Bener Meriah – Puja TV Aceh – Puluhan Masyarakat yang tergabung dalam Elemen Petani Kopi Gayo (EPKG) melakukan orasi didepan Gedung DPRK Bener Meriah, Senin 19 Oktober 2020.

Koordinator Aksi Demo dari Elemen masyarakat petani kopi Gayo Nasri Gayo dalam orasinya, meminta Pemerintah Kabupaten Bener Meriah segera membuat Qanun perlindungan kopi gayo, dan meminta pemerintah setempat untuk stabilkan harga pertanian terutama di bidang kopi.

“Hari ini kita meminta dan mendesak seluruh pejabat terkait dan juga DPRK Bener Meriah untuk segera membuat dan mengesahkan Qanun kopi Gayo”, Kata Nasri Gayo selaku koordinator Aksi demo dari EPKG.

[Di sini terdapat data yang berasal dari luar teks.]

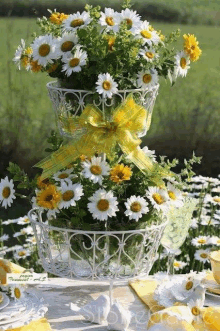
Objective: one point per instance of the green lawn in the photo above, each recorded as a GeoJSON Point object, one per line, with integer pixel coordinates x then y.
{"type": "Point", "coordinates": [186, 116]}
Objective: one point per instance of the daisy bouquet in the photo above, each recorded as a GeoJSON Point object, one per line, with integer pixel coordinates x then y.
{"type": "Point", "coordinates": [93, 50]}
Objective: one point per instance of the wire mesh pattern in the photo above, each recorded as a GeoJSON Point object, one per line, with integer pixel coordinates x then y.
{"type": "Point", "coordinates": [100, 255]}
{"type": "Point", "coordinates": [68, 103]}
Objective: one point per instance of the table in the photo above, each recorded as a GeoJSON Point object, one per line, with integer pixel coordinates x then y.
{"type": "Point", "coordinates": [59, 292]}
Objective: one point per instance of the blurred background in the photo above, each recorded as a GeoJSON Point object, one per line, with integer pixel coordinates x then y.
{"type": "Point", "coordinates": [186, 116]}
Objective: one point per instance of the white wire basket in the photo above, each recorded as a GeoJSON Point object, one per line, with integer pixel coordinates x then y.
{"type": "Point", "coordinates": [68, 103]}
{"type": "Point", "coordinates": [96, 255]}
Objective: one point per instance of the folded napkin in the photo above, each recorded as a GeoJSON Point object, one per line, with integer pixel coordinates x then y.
{"type": "Point", "coordinates": [8, 267]}
{"type": "Point", "coordinates": [177, 317]}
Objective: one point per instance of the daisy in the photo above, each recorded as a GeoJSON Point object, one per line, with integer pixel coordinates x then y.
{"type": "Point", "coordinates": [120, 173]}
{"type": "Point", "coordinates": [23, 220]}
{"type": "Point", "coordinates": [194, 223]}
{"type": "Point", "coordinates": [95, 169]}
{"type": "Point", "coordinates": [21, 253]}
{"type": "Point", "coordinates": [207, 221]}
{"type": "Point", "coordinates": [175, 195]}
{"type": "Point", "coordinates": [159, 198]}
{"type": "Point", "coordinates": [7, 192]}
{"type": "Point", "coordinates": [103, 205]}
{"type": "Point", "coordinates": [70, 194]}
{"type": "Point", "coordinates": [49, 197]}
{"type": "Point", "coordinates": [178, 265]}
{"type": "Point", "coordinates": [76, 21]}
{"type": "Point", "coordinates": [110, 20]}
{"type": "Point", "coordinates": [182, 62]}
{"type": "Point", "coordinates": [18, 54]}
{"type": "Point", "coordinates": [66, 43]}
{"type": "Point", "coordinates": [149, 54]}
{"type": "Point", "coordinates": [106, 85]}
{"type": "Point", "coordinates": [44, 50]}
{"type": "Point", "coordinates": [191, 47]}
{"type": "Point", "coordinates": [63, 175]}
{"type": "Point", "coordinates": [74, 62]}
{"type": "Point", "coordinates": [184, 286]}
{"type": "Point", "coordinates": [147, 35]}
{"type": "Point", "coordinates": [202, 255]}
{"type": "Point", "coordinates": [17, 291]}
{"type": "Point", "coordinates": [213, 200]}
{"type": "Point", "coordinates": [147, 79]}
{"type": "Point", "coordinates": [201, 240]}
{"type": "Point", "coordinates": [149, 153]}
{"type": "Point", "coordinates": [214, 241]}
{"type": "Point", "coordinates": [4, 237]}
{"type": "Point", "coordinates": [136, 206]}
{"type": "Point", "coordinates": [131, 18]}
{"type": "Point", "coordinates": [31, 240]}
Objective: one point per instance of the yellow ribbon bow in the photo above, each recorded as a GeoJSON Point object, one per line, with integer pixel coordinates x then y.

Terdapat delapan poin tuntutan dari elemen masyarakat petani kopi gayo, yang pertama mereka meminta pemkab Bener Meriah untuk memperjelas janji presiden Jokowi untuk membeli kopi gayo, yang kedua mereka mendesak Pemerintah Kabupaten Bener Meriah untuk membuat Qanun tentang kopi Gayo. Serta enam poin tuntutan lainnya yang mereka bacakan saat aksi demo berlangsung.

Sementara itu, pantauan pujatvaceh.com di lokasi, dalam orasi demo yang dilakukan di depan Gedung DPRK Bener Meriah tersebut, sempat terjadi saling dorong antara petugas pengamanan dan para pendemo, hal itu dipicu karena para pendemo tidak diizinkan masuk dan bertemu langsung dengan 25 anggota DPRK Bener Meriah.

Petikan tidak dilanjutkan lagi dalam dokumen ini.